Dopo che avete letto un accenno sulla storia dell’utilizzo delle erbe e sulla differenza tra principio attivo e fitocomplesso, quando scegliere l’uno o l’altro? E come orientarsi sulla miriade di prodotti in commercio?
1 – Partiamo dall’osservazione:
- capire qual è il proprio terreno costituzionale di base, quali sono gli organi più sensibili, che accumulano infiammazione e tensioni.
- Qual è il periodo dell’anno in cui si è più delicati a livello di salute e nel gestire lo stress. La stagione, in cui si enfatizzano i disturbi psicofisici. Ad esempio, con l’arrivo dell’autunno a me aumenta l’acidità gastrica.

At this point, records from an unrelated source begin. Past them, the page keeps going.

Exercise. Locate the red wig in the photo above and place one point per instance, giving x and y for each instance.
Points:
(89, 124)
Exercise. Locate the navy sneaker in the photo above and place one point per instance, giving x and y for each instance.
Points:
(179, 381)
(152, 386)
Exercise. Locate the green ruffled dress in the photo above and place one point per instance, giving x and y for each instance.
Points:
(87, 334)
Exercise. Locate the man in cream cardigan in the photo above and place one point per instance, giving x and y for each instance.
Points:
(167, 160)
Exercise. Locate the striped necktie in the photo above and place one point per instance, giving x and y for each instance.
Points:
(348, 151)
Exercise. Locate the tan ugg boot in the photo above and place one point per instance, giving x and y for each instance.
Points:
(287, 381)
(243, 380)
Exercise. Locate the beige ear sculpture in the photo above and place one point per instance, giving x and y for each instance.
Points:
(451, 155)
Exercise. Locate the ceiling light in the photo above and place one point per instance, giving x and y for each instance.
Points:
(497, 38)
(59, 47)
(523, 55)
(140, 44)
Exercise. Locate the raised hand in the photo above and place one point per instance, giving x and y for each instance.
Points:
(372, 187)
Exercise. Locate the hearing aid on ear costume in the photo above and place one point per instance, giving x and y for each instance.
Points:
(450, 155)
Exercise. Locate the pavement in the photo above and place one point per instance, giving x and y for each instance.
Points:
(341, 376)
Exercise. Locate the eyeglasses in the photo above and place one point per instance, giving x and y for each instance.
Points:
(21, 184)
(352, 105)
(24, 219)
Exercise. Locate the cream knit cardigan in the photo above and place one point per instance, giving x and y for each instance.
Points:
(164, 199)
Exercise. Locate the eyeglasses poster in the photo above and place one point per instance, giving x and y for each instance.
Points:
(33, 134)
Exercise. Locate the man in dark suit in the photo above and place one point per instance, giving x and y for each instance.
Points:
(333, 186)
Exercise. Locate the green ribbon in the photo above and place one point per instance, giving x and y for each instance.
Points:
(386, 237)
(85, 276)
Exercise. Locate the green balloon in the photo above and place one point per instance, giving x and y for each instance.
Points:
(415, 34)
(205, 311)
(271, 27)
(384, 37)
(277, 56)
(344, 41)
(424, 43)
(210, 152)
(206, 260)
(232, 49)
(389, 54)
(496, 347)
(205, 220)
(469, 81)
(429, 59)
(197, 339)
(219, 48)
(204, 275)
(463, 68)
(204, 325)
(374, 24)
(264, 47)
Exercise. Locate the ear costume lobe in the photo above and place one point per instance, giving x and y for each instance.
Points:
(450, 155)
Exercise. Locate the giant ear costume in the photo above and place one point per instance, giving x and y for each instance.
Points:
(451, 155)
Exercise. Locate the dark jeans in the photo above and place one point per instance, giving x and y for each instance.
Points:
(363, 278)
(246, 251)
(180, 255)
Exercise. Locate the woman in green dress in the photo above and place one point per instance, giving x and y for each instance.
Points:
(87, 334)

- Lo stile di vita: tipo di lavoro, impegni settimanali, qualità e quantità del sonno, che cibo mangio e in che orari, se faccio attività fisica, ecc.

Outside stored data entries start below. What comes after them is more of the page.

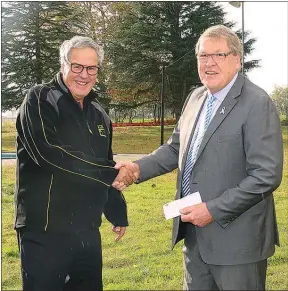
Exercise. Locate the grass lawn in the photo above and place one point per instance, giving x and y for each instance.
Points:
(126, 140)
(143, 259)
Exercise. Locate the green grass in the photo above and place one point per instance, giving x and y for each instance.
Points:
(126, 140)
(143, 259)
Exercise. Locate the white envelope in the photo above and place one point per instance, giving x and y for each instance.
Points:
(171, 209)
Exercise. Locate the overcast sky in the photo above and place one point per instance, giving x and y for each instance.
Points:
(267, 22)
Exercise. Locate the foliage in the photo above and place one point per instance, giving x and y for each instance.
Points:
(31, 35)
(128, 139)
(280, 97)
(153, 34)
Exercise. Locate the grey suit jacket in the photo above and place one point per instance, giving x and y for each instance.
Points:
(238, 166)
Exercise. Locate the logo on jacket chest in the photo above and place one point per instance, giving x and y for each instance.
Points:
(101, 130)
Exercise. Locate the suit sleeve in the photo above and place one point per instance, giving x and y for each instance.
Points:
(115, 209)
(36, 129)
(264, 163)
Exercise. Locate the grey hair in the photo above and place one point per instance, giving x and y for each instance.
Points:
(80, 42)
(221, 31)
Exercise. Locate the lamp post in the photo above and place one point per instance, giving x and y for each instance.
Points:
(239, 4)
(162, 107)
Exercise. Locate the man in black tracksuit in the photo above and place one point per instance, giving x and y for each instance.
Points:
(64, 172)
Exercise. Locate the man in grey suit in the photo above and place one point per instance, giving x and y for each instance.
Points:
(228, 146)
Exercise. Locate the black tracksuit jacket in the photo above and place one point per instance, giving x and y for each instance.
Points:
(64, 163)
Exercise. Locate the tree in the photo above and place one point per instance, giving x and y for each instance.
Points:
(31, 35)
(153, 34)
(280, 97)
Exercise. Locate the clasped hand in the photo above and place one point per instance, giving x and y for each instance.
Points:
(128, 173)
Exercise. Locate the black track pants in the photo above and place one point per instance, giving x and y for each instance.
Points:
(49, 259)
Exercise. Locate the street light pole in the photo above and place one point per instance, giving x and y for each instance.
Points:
(162, 106)
(243, 37)
(239, 4)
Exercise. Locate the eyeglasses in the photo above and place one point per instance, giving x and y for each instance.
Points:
(218, 58)
(78, 68)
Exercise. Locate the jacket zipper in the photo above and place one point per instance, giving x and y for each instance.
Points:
(48, 204)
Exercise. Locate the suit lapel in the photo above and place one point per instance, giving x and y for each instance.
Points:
(222, 112)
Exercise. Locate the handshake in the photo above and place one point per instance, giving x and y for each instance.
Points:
(129, 173)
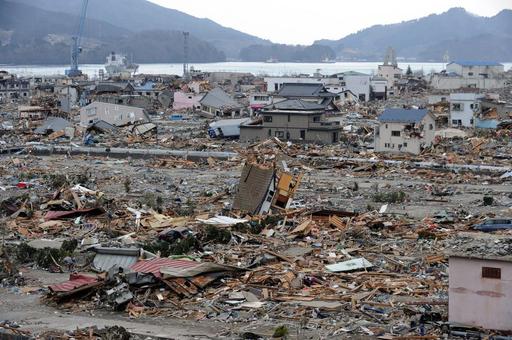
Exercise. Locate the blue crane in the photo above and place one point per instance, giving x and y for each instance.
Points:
(76, 49)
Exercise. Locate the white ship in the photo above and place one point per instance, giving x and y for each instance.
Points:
(118, 64)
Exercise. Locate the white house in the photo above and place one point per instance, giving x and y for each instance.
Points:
(114, 114)
(355, 82)
(463, 107)
(404, 130)
(475, 74)
(480, 288)
(259, 100)
(392, 73)
(483, 69)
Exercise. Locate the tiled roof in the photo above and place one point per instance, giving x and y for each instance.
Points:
(402, 115)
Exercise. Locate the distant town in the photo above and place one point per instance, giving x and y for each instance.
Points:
(232, 205)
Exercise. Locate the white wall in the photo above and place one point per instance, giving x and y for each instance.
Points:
(474, 71)
(442, 82)
(386, 142)
(462, 108)
(477, 301)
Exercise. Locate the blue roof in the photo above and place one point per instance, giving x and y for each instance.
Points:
(476, 63)
(402, 115)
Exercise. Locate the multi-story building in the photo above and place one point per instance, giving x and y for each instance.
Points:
(295, 120)
(404, 130)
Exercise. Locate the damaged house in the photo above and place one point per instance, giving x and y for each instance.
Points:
(312, 93)
(263, 188)
(404, 130)
(293, 119)
(218, 103)
(117, 115)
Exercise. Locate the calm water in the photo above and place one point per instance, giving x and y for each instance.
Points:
(275, 69)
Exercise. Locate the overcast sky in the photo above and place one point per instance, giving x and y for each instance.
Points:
(302, 22)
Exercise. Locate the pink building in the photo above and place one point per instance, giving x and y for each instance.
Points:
(186, 100)
(480, 291)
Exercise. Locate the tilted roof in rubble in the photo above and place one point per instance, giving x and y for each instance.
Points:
(294, 104)
(402, 115)
(475, 63)
(217, 98)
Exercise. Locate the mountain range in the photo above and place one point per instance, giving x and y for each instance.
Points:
(39, 32)
(463, 35)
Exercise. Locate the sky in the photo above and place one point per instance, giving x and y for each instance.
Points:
(302, 22)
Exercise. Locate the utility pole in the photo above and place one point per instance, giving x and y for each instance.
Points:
(186, 74)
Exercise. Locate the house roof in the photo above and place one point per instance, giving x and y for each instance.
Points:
(475, 63)
(113, 87)
(351, 73)
(294, 104)
(52, 124)
(303, 90)
(253, 187)
(402, 115)
(147, 86)
(217, 98)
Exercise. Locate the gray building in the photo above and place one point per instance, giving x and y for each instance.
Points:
(114, 114)
(12, 88)
(313, 93)
(404, 130)
(218, 103)
(294, 120)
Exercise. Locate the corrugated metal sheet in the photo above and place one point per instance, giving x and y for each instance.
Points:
(153, 266)
(55, 215)
(75, 281)
(253, 187)
(106, 258)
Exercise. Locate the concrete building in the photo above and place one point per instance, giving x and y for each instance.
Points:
(259, 100)
(186, 100)
(13, 88)
(356, 82)
(390, 71)
(492, 112)
(468, 69)
(474, 74)
(378, 88)
(313, 93)
(463, 108)
(295, 120)
(404, 130)
(33, 112)
(114, 114)
(218, 103)
(392, 74)
(148, 89)
(479, 291)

- Allergie e intolleranze, se dovete assumere dei farmaci, se avete patologie croniche.
Questi sono spunti importanti per iniziare ad osservarsi, a capire come si funziona, quando si funziona meglio e quando si è in difficoltà.

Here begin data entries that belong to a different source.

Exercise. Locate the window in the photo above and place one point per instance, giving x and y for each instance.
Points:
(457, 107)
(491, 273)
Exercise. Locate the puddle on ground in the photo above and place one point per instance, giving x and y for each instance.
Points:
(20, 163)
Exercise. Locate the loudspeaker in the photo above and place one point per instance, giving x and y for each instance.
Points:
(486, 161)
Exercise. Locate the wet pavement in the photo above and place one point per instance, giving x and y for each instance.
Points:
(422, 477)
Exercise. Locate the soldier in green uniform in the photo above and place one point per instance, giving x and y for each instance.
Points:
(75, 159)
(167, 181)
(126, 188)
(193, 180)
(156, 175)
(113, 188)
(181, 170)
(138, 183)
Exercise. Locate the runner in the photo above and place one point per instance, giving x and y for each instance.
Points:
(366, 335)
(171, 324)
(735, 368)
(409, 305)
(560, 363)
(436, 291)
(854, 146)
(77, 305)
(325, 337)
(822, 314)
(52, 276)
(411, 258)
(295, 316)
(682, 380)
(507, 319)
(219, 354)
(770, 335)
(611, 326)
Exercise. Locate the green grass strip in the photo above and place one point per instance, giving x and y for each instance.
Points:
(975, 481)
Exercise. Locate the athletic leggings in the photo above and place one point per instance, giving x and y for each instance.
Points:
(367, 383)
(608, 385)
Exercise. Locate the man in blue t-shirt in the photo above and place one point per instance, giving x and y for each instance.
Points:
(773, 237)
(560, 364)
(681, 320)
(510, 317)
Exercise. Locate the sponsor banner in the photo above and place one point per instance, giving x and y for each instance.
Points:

2 – Puntiamo sulla prevenzione:
- Dopo aver valutato quali sono gli organi e apparati più sensibili e il periodo stagionale più difficile, ogni anno possiamo organizzarci per integrare nel proprio stile alimentare quotidiano tisane, vitamine, sali minerali, probiotici e tutti quei prodotti erboristici naturali che possono rafforzare il terreno di base attraverso un’assunzione costante e più lunga rispetto al farmaco.
- Sempre valutando che andranno assunti per un certo periodo e non per sempre, in base al livello di impegni e di stress che potrebbe variare di anno in anno, in base alla stagione in cui un’erba è più adatta rispetto a un’altra.
- Dobbiamo tenere in considerazione anche i tempi di azione. Chi non assume mai farmaci o li assume raramente, segue un buon stile alimentare e ha una buona salute, trarrà velocemente beneficio dai prodotti erboristici. Saranno integrazioni di durata inferiore. Mentre chi assume costantemente farmaci che siano allopatici o fitofarmaci, mangia cibi di cui è intollerante, ha spesso un’alimentazione sregolata e infiammante, allora i prodotti erboristici ci metteranno più tempo ad agire e si dovrà partire con il depurare gli organi emuntori. In questo caso avere tenacia e pazienza è vincente.
3 – La cura
Se la prevenzione non è stata sufficiente, è giunto il momento di puntare ai singoli principi attivi, tenendo ben presente che sono farmaci a tutti gli effetti e che:
- vanno dosati correttamente,
- abbinati correttamente,
- assunti per il giusto tempo,
- nel tempo possono variare e anche nelle stagioni.
Se questo articolo vi ha incuriosito vi invito ad approfondire la conoscenza del meraviglioso mondo dei rimedi naturali, a provarli. Soprattutto i prodotti erboristici considerati fuori moda e lenti, ma che invece sono preziosi e validi per il nostro benessere psicofisico.